Let $[a,b]$ be some interval, and let $X \in [a,b] $ be some unknown number one would like to find (approximately). An example of this problem is finding the root of a real function which changes its sign exactly once on $[a,b]$. The bisection method then suggests we examine the two subintervals $[a,c],[c,b]$ with $c=(a+b)/2$, and see in which of these does $X$ lie. One then repeats this procedure until the length of the interval becomes as small as desired. Another way to put this is that one starts "walking" from $a$, using a step size of $\Delta x:=(a+b)/2$, and halves the step size every time the step goes beyond the root.
My question is, is this the fastest way to locate a number in an interval to arbitrary accuracy? What if one updates the step size according to $\Delta x \mapsto q \Delta x$ with $q \neq 1/2?$
Thank you!
Let take the extreme example :
Let say you want to find $X$ within an interval of distance $d$ and you take steps of size $d$, which mean you divide $[a,b]$ into $E({b-a\over d})+1$ sub intervals and scan through them.
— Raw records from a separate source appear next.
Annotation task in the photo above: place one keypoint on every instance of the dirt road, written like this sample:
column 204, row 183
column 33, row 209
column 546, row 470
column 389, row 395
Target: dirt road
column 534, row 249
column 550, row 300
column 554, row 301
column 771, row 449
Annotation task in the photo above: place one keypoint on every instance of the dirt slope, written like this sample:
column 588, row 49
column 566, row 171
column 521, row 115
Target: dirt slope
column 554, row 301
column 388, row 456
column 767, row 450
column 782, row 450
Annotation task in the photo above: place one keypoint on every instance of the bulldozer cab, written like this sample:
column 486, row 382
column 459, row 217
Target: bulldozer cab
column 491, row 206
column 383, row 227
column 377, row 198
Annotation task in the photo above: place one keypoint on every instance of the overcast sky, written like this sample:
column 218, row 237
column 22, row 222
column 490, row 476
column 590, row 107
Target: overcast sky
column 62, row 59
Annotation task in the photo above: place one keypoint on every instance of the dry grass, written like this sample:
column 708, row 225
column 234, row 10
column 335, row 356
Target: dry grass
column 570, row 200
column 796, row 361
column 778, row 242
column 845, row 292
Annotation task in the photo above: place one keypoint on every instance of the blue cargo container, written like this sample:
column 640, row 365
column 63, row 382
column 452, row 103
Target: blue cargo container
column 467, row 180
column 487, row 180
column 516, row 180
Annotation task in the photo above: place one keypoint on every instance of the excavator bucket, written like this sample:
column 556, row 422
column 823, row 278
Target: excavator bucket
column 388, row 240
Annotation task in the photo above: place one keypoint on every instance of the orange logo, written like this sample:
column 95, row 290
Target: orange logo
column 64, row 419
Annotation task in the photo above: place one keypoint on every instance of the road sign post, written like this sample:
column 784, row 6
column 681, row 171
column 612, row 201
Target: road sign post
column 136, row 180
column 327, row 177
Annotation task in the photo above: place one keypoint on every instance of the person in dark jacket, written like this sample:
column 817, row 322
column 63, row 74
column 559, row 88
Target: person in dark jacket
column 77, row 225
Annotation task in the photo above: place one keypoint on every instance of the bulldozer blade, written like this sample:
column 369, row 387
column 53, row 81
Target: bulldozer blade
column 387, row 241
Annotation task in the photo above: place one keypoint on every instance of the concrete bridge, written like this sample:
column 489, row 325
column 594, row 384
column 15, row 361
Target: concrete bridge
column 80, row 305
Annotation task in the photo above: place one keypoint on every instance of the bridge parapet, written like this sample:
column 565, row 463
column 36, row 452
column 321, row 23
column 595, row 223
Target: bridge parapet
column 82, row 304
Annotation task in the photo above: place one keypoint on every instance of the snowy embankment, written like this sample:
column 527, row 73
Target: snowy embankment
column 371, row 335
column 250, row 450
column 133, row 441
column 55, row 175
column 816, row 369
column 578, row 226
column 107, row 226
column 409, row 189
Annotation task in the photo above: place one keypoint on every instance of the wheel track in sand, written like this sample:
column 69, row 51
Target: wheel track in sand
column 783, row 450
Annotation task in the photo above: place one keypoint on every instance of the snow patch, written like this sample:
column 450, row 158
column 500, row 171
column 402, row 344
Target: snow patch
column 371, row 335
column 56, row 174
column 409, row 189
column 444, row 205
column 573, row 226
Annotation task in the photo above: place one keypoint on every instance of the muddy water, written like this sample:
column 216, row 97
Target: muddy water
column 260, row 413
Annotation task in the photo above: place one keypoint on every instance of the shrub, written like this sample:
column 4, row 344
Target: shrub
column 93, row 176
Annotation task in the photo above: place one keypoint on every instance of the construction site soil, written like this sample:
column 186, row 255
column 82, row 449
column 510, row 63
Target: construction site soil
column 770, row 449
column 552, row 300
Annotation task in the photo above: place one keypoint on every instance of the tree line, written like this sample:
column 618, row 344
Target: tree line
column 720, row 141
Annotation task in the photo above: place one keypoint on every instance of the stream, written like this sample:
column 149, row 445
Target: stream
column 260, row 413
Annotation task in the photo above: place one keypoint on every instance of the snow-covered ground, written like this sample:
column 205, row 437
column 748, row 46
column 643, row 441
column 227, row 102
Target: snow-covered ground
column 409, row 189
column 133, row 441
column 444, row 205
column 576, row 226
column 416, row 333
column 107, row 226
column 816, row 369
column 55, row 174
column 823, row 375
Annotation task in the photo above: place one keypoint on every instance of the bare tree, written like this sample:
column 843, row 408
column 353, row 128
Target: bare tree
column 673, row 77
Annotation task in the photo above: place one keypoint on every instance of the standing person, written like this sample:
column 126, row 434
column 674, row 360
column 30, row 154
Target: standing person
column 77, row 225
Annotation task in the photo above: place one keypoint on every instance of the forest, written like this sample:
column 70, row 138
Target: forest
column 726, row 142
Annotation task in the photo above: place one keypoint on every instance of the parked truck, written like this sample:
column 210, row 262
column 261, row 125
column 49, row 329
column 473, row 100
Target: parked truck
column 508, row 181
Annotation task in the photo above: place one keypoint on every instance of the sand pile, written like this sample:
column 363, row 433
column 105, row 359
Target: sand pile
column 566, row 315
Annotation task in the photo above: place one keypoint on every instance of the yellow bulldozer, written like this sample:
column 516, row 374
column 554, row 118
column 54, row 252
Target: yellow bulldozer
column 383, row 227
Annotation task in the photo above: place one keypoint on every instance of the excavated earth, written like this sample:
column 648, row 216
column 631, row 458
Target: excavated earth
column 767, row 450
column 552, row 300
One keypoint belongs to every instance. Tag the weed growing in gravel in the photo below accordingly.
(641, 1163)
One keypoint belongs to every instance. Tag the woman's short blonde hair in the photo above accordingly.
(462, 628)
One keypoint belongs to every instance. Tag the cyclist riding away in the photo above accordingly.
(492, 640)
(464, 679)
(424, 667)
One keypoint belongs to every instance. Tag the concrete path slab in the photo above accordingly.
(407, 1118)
Assuming $X$ is evenly distributed over $[a,b]$ then the expected number of steps before finding $X$ is half the number of sub-intervals ${E({b-a\over d})+1}\over 2$
Now with the bissecting method, first step you got an interval length of ${b-a\over 2}$, second step ${b-a\over 4}$ , ... , $n$-th step ${b-a\over 2^n}$. Remember you want to repeat until this interval length is less than $d$, so it will be satisfied at step $n_0$ with :
$$ n_0 = \min\left\{n :d \ge {b-a\over 2^n}\right\} = \min\left\{ n : n\log(2) \ge \log\left({b-a\over d}\right)\right\}$$
Now you can compare : for the first method, the estimated number of steps is proportional to $b-a\over d$ whereas with the bissecting method, you end up with a number of steps proportional to $\log\left(b-a\over d\right)$ which is better especially as $d$ decrease.